Excess Employee Compensation
To encourage the reasonableness of compensation paid to certain executives in publicly held corporations, the deduction for compensation is generally disallowed for compensation over $1 million paid to certain top executives and the highest-compensated officers. Under I.R.C. § 162(m), a covered employee included the principal executive officer or one who is among the three highest-compensated officers of the company. The deduction limitation did not apply to commissions or performance-based remuneration (including stock or stock options).
The TCJA expands the deduction limitation by repealing the performance-based compensation exceptions and expands the meaning of “covered employee” to include the chief executive officer and the chief financial officer, in addition to the three highest-paid employees. Once an employee is treated as a covered employee, future payments made to that employee are covered by the deduction limitation.
The TCJA also addressed excessive compensation in exempt organizations to create parity with publicly traded corporations. Effective for taxable years beginning after December 31, 2017, an applicable tax-exempt organization is liable for a 21-percent excise tax on annual remuneration paid to any covered employee in excess of $1 million plus certain separation payments deemed excessive in relation to historic compensation.
Repeal of the Domestic Production Deduction and the Corporate AMT
The TCJA repeals I.R.C. § 199, the deduction for qualified production activities for domestic manufacturing companies.

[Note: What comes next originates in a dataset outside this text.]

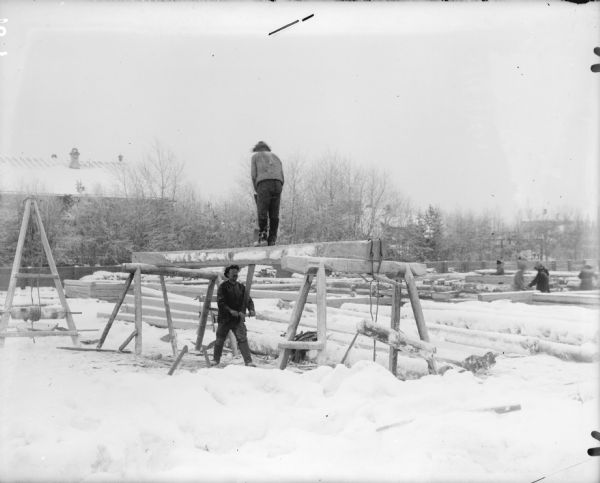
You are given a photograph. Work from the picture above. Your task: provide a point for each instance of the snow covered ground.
(77, 416)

The deduction was replaced with the newly enacted § 199A, the qualified business income (QBI) deduction.
The corporate alternative minimum tax (AMT) under § 53 was repealed by the TCJA. The purpose of the corporate AMT was to create a minimum threshold of tax liability for corporate taxpayers. A corporate taxpayer’s tax liability was the greater of its regular tax liability and the tax liability computed by applying special AMT tax rates to a taxpayer’s recomputed taxable income that accounts for adding and subtracting certain adjustments. After December 31, 2017, corporate taxpayers no longer must compute their regular income tax by comparing their regular tax liability with the tax liability calculated for purposes of AMT.